Some days I feel like the world has made great leaps in breaking "female" taboos. BodyForm has released an ad with blood in it instead of the strange blue fluid we've all grown used to, women talk more openly about their periods, about reproductive issues, and the stigma behind getting a sexual health check seems to be reducing.

But today, I spoke to an eighteen year old girl who didn't know what a uterus was. I told her that she peed from a hole called her "urethra", not her anus as she believed. I explained what the morning-after pill was, because she had never heard of it. I told her about uterine lining, because she didn't know what a period was. I talked about barrier methods of contraception and how only condoms can prevent STIs. I assured her that masturbation didn't cause infertility, as others had told her it did. I challenged her deduction that it was more acceptable for men to cheat than women, because "it's just what they do." I reassured her that having sex won't "make her vagina huge."
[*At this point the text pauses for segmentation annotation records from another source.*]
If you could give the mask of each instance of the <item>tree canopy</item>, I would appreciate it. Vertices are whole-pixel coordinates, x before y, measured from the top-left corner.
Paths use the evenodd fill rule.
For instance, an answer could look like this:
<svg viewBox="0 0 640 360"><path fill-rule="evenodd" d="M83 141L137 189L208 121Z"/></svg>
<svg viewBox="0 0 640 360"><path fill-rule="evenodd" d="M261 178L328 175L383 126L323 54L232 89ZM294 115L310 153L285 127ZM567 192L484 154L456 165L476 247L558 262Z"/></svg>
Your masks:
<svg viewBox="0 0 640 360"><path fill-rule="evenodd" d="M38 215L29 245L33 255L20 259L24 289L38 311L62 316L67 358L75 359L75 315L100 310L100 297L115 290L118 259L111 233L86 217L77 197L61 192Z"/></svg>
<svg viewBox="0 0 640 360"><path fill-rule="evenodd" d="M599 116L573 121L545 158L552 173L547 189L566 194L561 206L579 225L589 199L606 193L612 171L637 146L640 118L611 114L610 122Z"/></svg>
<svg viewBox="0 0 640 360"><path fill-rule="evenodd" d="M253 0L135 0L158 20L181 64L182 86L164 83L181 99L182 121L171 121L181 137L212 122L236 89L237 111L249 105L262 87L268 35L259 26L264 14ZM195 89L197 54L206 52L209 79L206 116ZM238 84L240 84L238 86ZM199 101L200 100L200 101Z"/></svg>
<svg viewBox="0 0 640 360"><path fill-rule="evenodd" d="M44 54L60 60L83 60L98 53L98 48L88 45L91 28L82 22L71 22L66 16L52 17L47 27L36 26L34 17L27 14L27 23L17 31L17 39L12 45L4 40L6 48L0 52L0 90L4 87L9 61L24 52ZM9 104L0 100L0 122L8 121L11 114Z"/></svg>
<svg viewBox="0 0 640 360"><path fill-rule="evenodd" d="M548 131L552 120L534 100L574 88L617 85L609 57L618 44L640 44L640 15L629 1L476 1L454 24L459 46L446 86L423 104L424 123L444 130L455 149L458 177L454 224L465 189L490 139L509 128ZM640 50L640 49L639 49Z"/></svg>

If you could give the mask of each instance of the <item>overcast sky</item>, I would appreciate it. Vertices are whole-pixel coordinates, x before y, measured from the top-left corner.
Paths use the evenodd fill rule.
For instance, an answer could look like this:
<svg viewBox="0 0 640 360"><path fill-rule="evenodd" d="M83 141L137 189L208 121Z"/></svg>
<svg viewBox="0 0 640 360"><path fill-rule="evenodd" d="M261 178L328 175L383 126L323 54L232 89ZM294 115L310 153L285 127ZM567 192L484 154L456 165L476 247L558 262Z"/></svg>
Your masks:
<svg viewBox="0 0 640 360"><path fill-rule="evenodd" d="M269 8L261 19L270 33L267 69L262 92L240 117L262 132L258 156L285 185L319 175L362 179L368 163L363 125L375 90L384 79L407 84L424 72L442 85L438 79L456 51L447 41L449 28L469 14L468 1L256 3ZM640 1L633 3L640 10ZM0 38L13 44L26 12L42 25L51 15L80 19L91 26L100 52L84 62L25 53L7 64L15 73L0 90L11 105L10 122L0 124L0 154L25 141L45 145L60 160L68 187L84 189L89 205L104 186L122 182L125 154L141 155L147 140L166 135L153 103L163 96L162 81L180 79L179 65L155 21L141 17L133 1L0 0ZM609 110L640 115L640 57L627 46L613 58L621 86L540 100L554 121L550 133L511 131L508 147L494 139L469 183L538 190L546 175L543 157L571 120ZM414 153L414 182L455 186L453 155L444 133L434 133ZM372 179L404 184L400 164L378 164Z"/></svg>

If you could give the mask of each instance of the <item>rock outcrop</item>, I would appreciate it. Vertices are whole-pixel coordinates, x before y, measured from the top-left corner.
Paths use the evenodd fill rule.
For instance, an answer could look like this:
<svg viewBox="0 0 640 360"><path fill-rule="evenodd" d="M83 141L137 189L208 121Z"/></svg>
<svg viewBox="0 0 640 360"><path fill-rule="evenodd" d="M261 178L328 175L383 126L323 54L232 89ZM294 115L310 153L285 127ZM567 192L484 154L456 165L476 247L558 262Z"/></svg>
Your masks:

We had a wonderful chat. I showed her pictures of normal anatomy, talked about body hair, booked a sexual health clinic appointment for later this week, chatted about the word "slut" and why I don't like to use it. We talked about birth, and looked at pictures from my Instagram feed of babies crowning — because if a vagina can expel a fetal skull and go back to its normal size, I said, men would be flattering themselves to think that their penis is going to have a great deal of impact...
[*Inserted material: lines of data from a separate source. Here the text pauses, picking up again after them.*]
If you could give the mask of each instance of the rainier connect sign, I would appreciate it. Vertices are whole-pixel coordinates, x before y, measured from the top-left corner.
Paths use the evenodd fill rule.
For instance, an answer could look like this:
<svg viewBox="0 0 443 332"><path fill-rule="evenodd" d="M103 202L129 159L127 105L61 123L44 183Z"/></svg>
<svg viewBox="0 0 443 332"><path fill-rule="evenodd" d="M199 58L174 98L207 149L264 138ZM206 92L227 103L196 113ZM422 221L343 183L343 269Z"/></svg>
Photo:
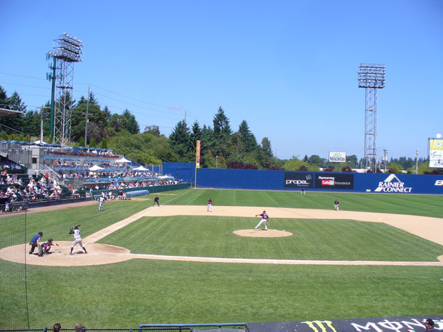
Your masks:
<svg viewBox="0 0 443 332"><path fill-rule="evenodd" d="M401 182L395 174L390 174L384 181L379 182L379 186L374 190L375 192L405 192L410 193L412 187L405 187L404 182Z"/></svg>

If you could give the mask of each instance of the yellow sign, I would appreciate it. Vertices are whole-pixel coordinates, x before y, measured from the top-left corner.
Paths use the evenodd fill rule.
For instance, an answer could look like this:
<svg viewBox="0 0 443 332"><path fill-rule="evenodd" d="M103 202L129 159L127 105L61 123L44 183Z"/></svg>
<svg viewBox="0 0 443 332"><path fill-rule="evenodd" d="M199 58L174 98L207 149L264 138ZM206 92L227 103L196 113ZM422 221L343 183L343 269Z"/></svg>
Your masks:
<svg viewBox="0 0 443 332"><path fill-rule="evenodd" d="M307 324L314 332L337 332L330 320L313 320L302 322L302 324Z"/></svg>

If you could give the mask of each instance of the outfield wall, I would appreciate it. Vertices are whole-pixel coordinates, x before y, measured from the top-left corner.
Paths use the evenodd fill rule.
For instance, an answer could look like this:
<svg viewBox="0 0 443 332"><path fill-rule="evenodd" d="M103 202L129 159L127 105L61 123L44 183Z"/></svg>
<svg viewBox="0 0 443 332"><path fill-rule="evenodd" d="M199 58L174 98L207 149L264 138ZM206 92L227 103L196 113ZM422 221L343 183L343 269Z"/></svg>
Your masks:
<svg viewBox="0 0 443 332"><path fill-rule="evenodd" d="M199 168L197 187L443 194L443 176Z"/></svg>

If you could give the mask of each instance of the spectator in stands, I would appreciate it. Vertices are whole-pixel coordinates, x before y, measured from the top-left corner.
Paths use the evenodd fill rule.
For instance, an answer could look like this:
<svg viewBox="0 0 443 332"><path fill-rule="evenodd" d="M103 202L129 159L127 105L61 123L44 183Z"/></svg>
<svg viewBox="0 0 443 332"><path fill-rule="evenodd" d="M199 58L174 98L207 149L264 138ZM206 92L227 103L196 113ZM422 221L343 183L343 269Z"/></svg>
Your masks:
<svg viewBox="0 0 443 332"><path fill-rule="evenodd" d="M62 325L60 325L60 323L56 323L53 326L53 332L60 332L61 329Z"/></svg>
<svg viewBox="0 0 443 332"><path fill-rule="evenodd" d="M34 249L40 246L39 241L42 236L43 232L39 232L37 234L34 235L29 241L29 245L31 246L30 250L29 250L29 255L33 255L34 253Z"/></svg>
<svg viewBox="0 0 443 332"><path fill-rule="evenodd" d="M433 331L435 323L434 321L431 318L428 318L426 321L424 322L424 326L426 328L426 331Z"/></svg>

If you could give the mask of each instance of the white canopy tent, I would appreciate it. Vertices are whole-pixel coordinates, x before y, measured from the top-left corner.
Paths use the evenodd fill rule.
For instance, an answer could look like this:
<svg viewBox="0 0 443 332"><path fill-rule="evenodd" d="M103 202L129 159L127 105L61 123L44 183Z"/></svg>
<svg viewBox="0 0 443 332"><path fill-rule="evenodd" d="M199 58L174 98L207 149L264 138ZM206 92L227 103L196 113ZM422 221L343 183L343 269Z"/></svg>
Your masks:
<svg viewBox="0 0 443 332"><path fill-rule="evenodd" d="M100 167L98 165L94 165L92 167L89 168L90 171L100 171L100 169L105 169L103 167Z"/></svg>
<svg viewBox="0 0 443 332"><path fill-rule="evenodd" d="M138 166L137 168L134 168L134 171L149 171L147 168L143 167L142 165Z"/></svg>
<svg viewBox="0 0 443 332"><path fill-rule="evenodd" d="M126 159L125 157L123 157L121 159L118 159L118 160L116 160L116 163L132 163L132 162L131 160Z"/></svg>

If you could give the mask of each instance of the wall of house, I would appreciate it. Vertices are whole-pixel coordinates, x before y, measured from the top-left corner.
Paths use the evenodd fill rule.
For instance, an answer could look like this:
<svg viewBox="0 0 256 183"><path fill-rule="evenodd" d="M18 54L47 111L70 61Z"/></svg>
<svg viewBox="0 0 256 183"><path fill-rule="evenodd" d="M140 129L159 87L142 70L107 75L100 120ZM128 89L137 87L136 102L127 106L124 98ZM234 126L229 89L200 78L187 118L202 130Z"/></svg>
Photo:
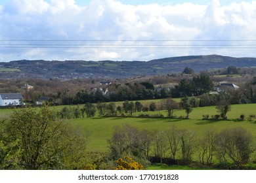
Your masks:
<svg viewBox="0 0 256 183"><path fill-rule="evenodd" d="M0 98L0 105L7 106L7 105L19 105L20 101L18 99L2 99Z"/></svg>

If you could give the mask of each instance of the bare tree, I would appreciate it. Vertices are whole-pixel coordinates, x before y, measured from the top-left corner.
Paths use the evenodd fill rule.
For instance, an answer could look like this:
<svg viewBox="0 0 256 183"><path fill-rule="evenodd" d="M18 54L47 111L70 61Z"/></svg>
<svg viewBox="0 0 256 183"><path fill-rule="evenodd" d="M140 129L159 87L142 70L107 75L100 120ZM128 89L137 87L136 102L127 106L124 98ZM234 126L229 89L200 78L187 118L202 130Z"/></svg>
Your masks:
<svg viewBox="0 0 256 183"><path fill-rule="evenodd" d="M182 130L181 131L180 138L182 160L184 162L190 161L196 148L196 133L194 131Z"/></svg>
<svg viewBox="0 0 256 183"><path fill-rule="evenodd" d="M226 120L226 113L231 110L231 106L228 103L226 100L222 100L216 106L216 108L221 114L221 117L224 120Z"/></svg>
<svg viewBox="0 0 256 183"><path fill-rule="evenodd" d="M156 158L159 158L161 163L163 162L163 158L165 157L168 150L168 141L165 131L155 131L153 141L152 152Z"/></svg>
<svg viewBox="0 0 256 183"><path fill-rule="evenodd" d="M207 129L204 137L200 141L199 146L201 151L199 154L199 159L202 164L210 165L213 162L214 150L217 141L217 133L213 129Z"/></svg>
<svg viewBox="0 0 256 183"><path fill-rule="evenodd" d="M217 156L223 163L229 158L238 167L241 167L249 160L251 143L251 133L244 128L224 129L218 136Z"/></svg>
<svg viewBox="0 0 256 183"><path fill-rule="evenodd" d="M168 117L173 117L173 112L175 109L179 108L178 103L171 98L167 98L164 102L165 108L168 111Z"/></svg>
<svg viewBox="0 0 256 183"><path fill-rule="evenodd" d="M180 149L179 146L180 143L179 132L180 131L177 129L176 125L173 125L172 127L167 131L171 158L174 161L176 161L176 155Z"/></svg>

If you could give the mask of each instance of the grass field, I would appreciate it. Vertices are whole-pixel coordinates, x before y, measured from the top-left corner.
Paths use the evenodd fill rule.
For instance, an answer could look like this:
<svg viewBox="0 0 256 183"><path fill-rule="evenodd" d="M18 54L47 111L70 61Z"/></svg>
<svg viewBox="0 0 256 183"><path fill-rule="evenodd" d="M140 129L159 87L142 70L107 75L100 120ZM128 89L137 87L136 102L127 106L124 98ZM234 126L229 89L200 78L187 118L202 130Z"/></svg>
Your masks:
<svg viewBox="0 0 256 183"><path fill-rule="evenodd" d="M154 101L158 103L160 101ZM144 103L150 103L152 101L140 101ZM121 103L119 103L121 105ZM118 104L117 104L118 105ZM74 106L75 107L75 106ZM56 110L60 110L63 106L53 107ZM0 118L8 118L13 111L13 109L0 109ZM156 114L163 114L167 116L166 110L137 112L134 116L141 114L154 115ZM142 118L136 117L111 117L104 118L95 116L93 118L85 118L69 120L68 122L72 124L75 128L84 134L89 134L89 141L87 144L87 150L89 152L107 152L108 139L112 137L114 127L129 124L136 127L139 130L165 130L173 125L177 126L181 129L190 129L196 131L200 139L203 137L206 129L215 129L217 131L226 128L242 127L250 131L253 135L254 144L256 144L256 119L248 120L250 115L256 115L256 104L234 105L231 106L231 111L227 113L228 120L202 120L203 114L217 114L215 107L198 107L193 108L190 114L190 119L170 119L167 117L163 118ZM176 110L174 112L176 116L185 116L184 110ZM244 121L239 120L241 114L245 116ZM195 155L194 159L198 158ZM253 155L254 156L254 155ZM254 156L253 156L254 157ZM255 156L256 157L256 156ZM154 165L150 166L148 169L198 169L198 167L190 167L186 166L167 166L165 165Z"/></svg>
<svg viewBox="0 0 256 183"><path fill-rule="evenodd" d="M167 116L165 110L148 112L144 114L162 114ZM214 128L217 131L226 128L241 126L249 130L253 134L253 141L256 142L256 123L252 121L236 120L241 114L244 114L245 118L251 114L256 114L256 104L232 105L231 111L228 112L229 120L203 120L203 114L217 114L215 107L201 107L194 108L189 120L164 118L102 118L94 117L70 120L70 122L83 133L90 133L90 141L88 148L91 151L104 152L108 149L107 140L112 137L113 127L124 124L137 127L140 130L165 129L176 125L178 128L194 130L199 137L202 137L205 129ZM136 115L137 114L135 114ZM175 112L177 116L185 116L184 110Z"/></svg>
<svg viewBox="0 0 256 183"><path fill-rule="evenodd" d="M7 73L7 72L19 72L20 69L11 69L5 67L0 67L0 73Z"/></svg>

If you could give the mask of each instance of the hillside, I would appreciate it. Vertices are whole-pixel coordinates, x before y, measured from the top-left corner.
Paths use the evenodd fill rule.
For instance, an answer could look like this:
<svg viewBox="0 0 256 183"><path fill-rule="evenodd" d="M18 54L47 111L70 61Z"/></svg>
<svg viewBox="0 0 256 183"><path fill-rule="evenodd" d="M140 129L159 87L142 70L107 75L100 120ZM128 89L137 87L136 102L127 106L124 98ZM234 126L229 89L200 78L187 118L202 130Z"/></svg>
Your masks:
<svg viewBox="0 0 256 183"><path fill-rule="evenodd" d="M0 63L0 77L121 78L182 72L186 67L199 72L226 68L231 65L255 67L256 58L209 55L173 57L148 61L18 60Z"/></svg>

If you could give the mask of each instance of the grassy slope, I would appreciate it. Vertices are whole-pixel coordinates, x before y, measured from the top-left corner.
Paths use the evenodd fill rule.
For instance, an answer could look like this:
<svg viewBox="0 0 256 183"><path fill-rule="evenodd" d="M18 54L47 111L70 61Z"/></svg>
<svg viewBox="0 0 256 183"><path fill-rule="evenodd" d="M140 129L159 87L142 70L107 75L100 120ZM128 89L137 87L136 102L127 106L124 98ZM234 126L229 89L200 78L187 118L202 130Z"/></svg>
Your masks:
<svg viewBox="0 0 256 183"><path fill-rule="evenodd" d="M231 111L228 113L229 119L238 118L244 114L245 118L250 114L255 114L256 104L236 105L232 106ZM165 111L158 111L153 113L162 113L166 116ZM177 116L185 116L184 110L176 111ZM106 151L107 150L107 139L111 138L113 127L128 124L137 127L139 129L165 129L175 124L180 129L195 130L199 137L203 135L207 128L215 128L221 131L225 128L242 126L250 131L256 142L256 124L254 122L235 121L211 121L202 120L203 114L214 115L217 114L215 107L194 108L190 120L168 119L168 118L100 118L72 120L70 122L79 129L89 132L91 141L89 148L91 151Z"/></svg>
I'm so glad we had the opportunity to discuss all this, but I'm absolutely furious about how the education system has failed this young woman, and no doubt so many women like her who have grown into adulthood without a basic understanding of their anatomy, or of how to avoid sexually transmitted infection and unwanted pregnancy. I'm also furious with the culture that taught her that cheating is just what men do, and that it's shameful for women to have high sex drives.

This morning I received training on FGM, as is mandatory for all healthcare professionals, and my heart broke for the hundredth time over it. I'm so angry that women's health is put second (or third or fourth or fifth) to men's pleasure. I'm angry that women feel the need to have labiaplasty and other vaginal "rejuvenation" because our screwed-up culture has told so many lies about female genitalia.

Ladies and fellow vagina-owners of all descriptions, I hope and pray that you love your vulva. I hope you know how incredibly wonderful your reproductive organs are, how unique they are in comparison to any other organ in the human body. I hope you know them and learn about them, I hope you fully appreciate how awesome your body is, and I beg you to share that knowledge. The taboo isn't broken yet, and as a result we're still so vulnerable to the lies about womanhood that we hear. Let's shout back louder with our message of self-awareness, self-acceptance and self-love.